One of the men was overheard in conversation with the cleric, who said: "If we want to die for jihad, we do maximum damage ... damage to their buildings, damage to their lives."
But counsel for the 44-year-old man, David Dalton SC, told the jury the crown's case was weak and prejudicial, with notions akin to McCarthyism. "Do we have an attempt to murder? Do we have an attempt to commit a terrorist act? No, we don't. Do we have an agreement to commit a terrorist act? No, we don't.
"We have an agreement to do acts in preparation for a terrorist act. Do we know what the terrorist act is? No, we don't. We don't have an act. It is just some act, some speculative act. So we have an agreement to do acts in preparation for a speculative act. That is pretty tough, isn't it?"
But Mr Maidment said the mindset of the group was exemplified by the reactions of two of the men when arrested. The jury heard that when the 36-year-old was arrested, he shouted: "Sharia law is going to prevail throughout this land. It is going to be ruled by it. All the lands is Allah's lands. Allah created it and he's given it to the Muslims and the Muslims are going to rule in it."
When the 25-year-old was arrested, he told police: "May Allah curse you, your children and your wives."
Mr Maidment said: "Those kind of sentiments ... betray a state of mind that is consistent with people who are prepared to do just what the crown has alleged; namely, to engage in preparation for the commission of terrorist acts involving the discharge of weapons or the use of weapons or the use of firearms or the use of the detonation of explosive devices, thus, threatening, property, lives and injury."
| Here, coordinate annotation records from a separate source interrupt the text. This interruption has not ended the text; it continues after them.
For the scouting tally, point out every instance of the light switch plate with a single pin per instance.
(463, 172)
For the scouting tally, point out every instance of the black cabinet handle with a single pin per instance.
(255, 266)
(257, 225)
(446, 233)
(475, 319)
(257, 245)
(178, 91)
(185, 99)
Mr Maidment said it was telling that even though the men knew they were under surveillance, they still "sought to obtain, in significant amounts, chemicals ... clearly for the purpose of making explosive devices". "It is only defiance ... that would have prompted them to do that, not caring ultimately whether they were caught or not, save that they wanted to avoid being caught, at least for so long as it took them to put their actions into effect."
They appeared defiant to the end. Yesterday, when the foreman read out the guilty verdicts, none of the five showed any emotion. Indeed, a couple of them smiled.